Once a dataset outgrows a single machine — for fault tolerance, read throughput, or sheer size — you reach for two orthogonal techniques: replication (keep copies of the same data on multiple nodes) and partitioning / sharding (split the data across nodes so each holds a subset). Real systems use both at once: data is partitioned, and each partition is replicated. These are among the most heavily probed senior topics because they are where consistency, availability, and scale collide in practice.
Replication vs partitioning — the distinction
- Replication answers "how do I survive a node dying and scale reads?" by storing the same data on several nodes. The hard problems are keeping copies in sync and deciding what happens when they diverge.
- Partitioning answers "how do I store more data and writes than one machine can hold?" by giving each node a different slice. The hard problems are choosing the slice boundaries and rebalancing without downtime.
Dataset | partition (shard) by key +--> Partition 1 --> replicas: [P1a][P1b][P1c] +--> Partition 2 --> replicas: [P2a][P2b][P2c] +--> Partition 3 --> replicas: [P3a][P3b][P3c]
Replication topologies
There are three families, in increasing complexity:
- Single-leader — one node accepts writes, replicates to followers. Simple, the default for relational databases. The cost is a write bottleneck and failover complexity.
- Multi-leader — several nodes accept writes (e.g., per data center). Better write availability and locality, but introduces write conflicts that must be resolved.

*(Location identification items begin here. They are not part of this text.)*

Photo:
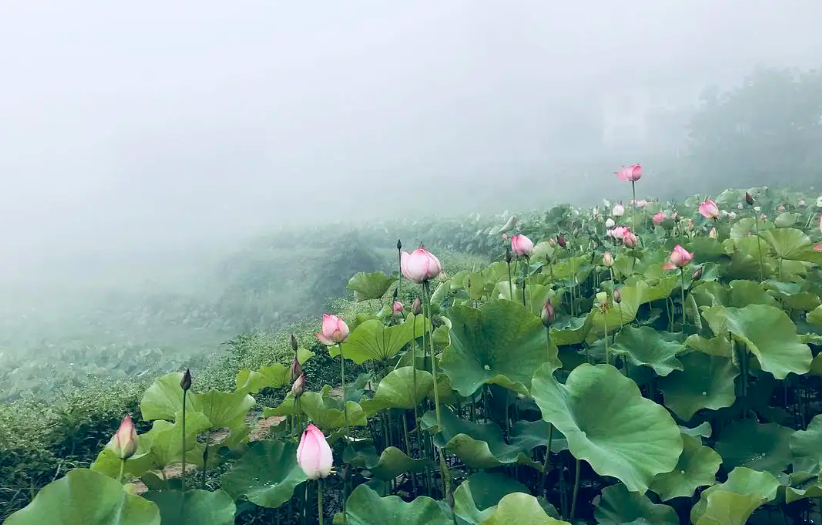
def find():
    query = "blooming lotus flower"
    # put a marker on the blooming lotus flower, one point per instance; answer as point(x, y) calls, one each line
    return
point(659, 217)
point(630, 173)
point(420, 265)
point(709, 210)
point(314, 454)
point(124, 442)
point(608, 259)
point(629, 239)
point(522, 245)
point(679, 258)
point(334, 330)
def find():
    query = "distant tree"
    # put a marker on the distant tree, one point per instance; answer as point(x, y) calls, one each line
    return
point(766, 131)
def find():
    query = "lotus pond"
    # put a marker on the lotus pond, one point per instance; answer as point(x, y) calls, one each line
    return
point(627, 364)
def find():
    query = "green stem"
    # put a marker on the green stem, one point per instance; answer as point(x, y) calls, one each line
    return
point(183, 475)
point(342, 378)
point(320, 500)
point(682, 293)
point(576, 490)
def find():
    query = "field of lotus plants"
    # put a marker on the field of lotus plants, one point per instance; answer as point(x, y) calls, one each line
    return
point(640, 363)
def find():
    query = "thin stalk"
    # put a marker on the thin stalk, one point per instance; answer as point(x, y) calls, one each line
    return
point(320, 500)
point(682, 293)
point(183, 475)
point(576, 491)
point(342, 378)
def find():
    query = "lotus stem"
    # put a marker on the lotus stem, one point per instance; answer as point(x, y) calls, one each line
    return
point(342, 378)
point(320, 500)
point(446, 481)
point(576, 490)
point(183, 475)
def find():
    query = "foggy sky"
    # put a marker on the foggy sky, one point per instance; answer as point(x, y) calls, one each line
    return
point(156, 122)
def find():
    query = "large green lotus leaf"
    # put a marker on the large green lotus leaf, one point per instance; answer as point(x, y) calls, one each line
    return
point(696, 468)
point(266, 475)
point(787, 243)
point(84, 497)
point(195, 507)
point(618, 505)
point(372, 340)
point(644, 346)
point(327, 412)
point(767, 332)
point(521, 508)
point(159, 447)
point(733, 502)
point(223, 409)
point(806, 447)
point(717, 346)
point(571, 330)
point(366, 507)
point(482, 446)
point(609, 424)
point(500, 342)
point(476, 498)
point(706, 381)
point(164, 398)
point(396, 390)
point(759, 446)
point(369, 285)
point(272, 376)
point(386, 466)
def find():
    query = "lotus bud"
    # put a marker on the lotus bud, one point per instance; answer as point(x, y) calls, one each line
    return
point(548, 315)
point(185, 383)
point(124, 442)
point(298, 387)
point(314, 455)
point(608, 259)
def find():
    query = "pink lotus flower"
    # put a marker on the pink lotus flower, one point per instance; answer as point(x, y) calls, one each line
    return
point(608, 259)
point(314, 455)
point(659, 217)
point(629, 239)
point(630, 173)
point(420, 265)
point(334, 330)
point(709, 210)
point(522, 245)
point(679, 258)
point(124, 442)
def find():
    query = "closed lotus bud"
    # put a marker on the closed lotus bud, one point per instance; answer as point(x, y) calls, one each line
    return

- Leaderless (Dynamo-style) — any replica accepts writes; consistency comes from quorums (W+R>N), with read repair and anti-entropy reconciling divergence.
Partitioning strategies
The two base strategies are range partitioning (contiguous key ranges per shard — great for range scans, prone to hot spots) and hash partitioning (hash the key to spread load evenly — kills hot spots but loses range queries). Consistent hashing with virtual nodes is the technique that makes hash partitioning cheap to rebalance, which is why it underpins Dynamo, Cassandra, and most distributed caches.
The recurring problems
Replication brings replication lag (followers trail the leader → stale reads, fixed with read-your-writes and monotonic-reads techniques). Partitioning brings hot partitions (skewed load on one shard) and resharding (moving data when you add capacity, ideally without downtime). The questions in this topic cover each topology, both partitioning strategies, consistent hashing with virtual nodes, and the operational realities of lag, resharding, and hot keys.